Correlation between Patellofemoral Pain and Rearfoot Eversion

Pain that runners experience in and around the knee is often termed, Patellofemoral Pain Syndrome (PPS), or “Runner’s Knee.”

While there are many possible reasons for PPS, a recent study by Luz et al. found a strong correlation between excessive rearfoot eversion and PPS.

More specifically, substantial rearfoot eversion was correlated with both femur and tibial adduction and tibial internal rotation. Therefore, increased control of the rearfoot to reduce eversion could help to reduce PPS.

Control of the rearfoot is most often accomplished by running in a stability-type shoe.

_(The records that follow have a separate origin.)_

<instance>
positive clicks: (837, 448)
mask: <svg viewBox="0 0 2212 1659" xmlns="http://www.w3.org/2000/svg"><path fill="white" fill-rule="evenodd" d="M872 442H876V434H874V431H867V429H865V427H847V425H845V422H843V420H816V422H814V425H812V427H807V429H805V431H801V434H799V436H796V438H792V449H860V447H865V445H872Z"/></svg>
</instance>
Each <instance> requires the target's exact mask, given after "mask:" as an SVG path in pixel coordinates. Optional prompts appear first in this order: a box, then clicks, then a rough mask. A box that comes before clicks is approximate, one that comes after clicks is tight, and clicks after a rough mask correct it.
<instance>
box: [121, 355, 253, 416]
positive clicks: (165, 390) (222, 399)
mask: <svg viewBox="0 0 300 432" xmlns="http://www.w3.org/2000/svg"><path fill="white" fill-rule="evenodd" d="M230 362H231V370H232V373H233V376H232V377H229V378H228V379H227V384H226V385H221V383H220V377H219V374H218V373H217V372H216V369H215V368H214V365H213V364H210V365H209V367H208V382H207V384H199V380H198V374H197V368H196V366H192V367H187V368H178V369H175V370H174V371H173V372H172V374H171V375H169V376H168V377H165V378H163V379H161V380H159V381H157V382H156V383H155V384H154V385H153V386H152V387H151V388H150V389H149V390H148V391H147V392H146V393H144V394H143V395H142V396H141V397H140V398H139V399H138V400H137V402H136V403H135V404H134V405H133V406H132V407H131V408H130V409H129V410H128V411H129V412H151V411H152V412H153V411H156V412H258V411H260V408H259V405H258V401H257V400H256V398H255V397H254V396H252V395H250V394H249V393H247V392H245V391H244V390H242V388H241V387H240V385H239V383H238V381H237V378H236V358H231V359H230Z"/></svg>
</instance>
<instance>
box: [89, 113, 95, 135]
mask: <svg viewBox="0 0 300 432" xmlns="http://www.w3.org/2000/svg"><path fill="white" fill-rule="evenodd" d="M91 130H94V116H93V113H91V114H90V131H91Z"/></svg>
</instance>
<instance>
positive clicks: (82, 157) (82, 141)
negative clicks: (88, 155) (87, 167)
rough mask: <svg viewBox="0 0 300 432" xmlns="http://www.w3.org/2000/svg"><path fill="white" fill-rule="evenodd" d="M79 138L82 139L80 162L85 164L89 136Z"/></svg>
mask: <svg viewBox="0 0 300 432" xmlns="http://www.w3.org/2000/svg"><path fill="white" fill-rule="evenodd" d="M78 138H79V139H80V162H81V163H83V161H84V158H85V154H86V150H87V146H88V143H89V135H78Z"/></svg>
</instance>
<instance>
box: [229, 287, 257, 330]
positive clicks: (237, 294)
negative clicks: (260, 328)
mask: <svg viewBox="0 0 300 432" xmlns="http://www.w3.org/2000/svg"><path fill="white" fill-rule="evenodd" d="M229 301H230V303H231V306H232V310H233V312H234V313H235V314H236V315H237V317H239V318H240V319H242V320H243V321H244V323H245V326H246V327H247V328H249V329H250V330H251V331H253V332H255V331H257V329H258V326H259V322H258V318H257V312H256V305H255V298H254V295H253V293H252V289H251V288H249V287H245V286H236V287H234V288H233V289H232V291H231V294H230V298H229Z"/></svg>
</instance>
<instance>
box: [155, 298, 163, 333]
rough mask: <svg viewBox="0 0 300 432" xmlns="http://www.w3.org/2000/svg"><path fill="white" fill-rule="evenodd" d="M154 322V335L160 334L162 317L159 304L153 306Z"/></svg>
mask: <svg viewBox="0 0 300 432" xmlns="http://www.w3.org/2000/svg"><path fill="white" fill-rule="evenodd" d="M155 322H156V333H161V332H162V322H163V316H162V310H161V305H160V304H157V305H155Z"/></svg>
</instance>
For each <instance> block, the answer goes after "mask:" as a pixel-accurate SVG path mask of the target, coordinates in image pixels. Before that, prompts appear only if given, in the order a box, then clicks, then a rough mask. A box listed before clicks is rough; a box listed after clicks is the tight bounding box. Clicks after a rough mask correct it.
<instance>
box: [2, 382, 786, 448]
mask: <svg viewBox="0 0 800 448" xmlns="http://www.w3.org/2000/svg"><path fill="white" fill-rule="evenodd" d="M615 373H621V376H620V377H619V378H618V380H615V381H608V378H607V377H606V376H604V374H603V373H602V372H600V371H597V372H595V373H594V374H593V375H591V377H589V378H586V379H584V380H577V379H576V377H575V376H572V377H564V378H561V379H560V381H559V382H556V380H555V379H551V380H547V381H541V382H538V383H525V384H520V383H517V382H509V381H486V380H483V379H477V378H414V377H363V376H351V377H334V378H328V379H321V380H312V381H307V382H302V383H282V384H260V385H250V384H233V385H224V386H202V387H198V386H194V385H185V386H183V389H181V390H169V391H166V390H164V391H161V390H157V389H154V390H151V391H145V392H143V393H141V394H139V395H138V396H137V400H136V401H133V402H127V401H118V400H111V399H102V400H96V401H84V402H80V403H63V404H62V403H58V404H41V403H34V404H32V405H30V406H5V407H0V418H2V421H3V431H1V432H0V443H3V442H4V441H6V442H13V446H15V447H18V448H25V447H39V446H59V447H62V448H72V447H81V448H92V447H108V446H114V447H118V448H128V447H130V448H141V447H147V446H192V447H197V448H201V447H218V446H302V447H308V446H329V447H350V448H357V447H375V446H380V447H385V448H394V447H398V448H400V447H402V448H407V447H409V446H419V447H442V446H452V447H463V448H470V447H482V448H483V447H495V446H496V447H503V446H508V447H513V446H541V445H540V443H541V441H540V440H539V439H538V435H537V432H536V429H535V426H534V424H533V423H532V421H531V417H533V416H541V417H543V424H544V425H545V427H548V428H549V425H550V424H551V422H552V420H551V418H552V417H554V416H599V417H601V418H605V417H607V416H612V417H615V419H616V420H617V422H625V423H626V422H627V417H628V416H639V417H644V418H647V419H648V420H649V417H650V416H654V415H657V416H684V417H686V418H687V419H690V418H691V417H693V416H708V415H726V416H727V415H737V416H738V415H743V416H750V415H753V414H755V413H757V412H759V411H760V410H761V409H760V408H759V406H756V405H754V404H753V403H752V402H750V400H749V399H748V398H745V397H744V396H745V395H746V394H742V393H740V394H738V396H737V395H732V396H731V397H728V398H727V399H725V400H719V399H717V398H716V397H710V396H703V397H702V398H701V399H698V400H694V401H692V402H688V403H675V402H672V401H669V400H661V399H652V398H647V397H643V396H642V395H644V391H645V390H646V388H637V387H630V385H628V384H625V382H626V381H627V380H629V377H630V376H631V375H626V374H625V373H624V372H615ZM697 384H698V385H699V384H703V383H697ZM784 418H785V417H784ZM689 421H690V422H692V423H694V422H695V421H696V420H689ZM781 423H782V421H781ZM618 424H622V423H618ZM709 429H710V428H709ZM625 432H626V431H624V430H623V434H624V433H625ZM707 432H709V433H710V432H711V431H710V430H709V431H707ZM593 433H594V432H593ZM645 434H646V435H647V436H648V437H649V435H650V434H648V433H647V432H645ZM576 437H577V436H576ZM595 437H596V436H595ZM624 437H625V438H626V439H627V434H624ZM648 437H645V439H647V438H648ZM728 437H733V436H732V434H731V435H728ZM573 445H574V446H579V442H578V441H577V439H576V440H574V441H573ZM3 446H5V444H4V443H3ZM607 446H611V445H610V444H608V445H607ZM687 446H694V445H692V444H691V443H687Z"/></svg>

However, as the foot/ankle complex functions as a whole (as does the rest of the body), a modification in one area will likely affect another area (positively or negatively). Therefore it is advised to seek out a specialist such as a physical therapist prior to making any shoe modification or new shoe purchase. Additionally, a specialist will be able to evaluate the whole body to determine if the the pain is PPS and if so, what the likely origin of the pain is. Regardless of whether or not a shoe shim or new shoe is introduced to reduce rearfoot eversion, a specialist will likely prescribe a strength and/or flexibility program to enhance a runner’s performance by decreasing their pain and movement dysfunction.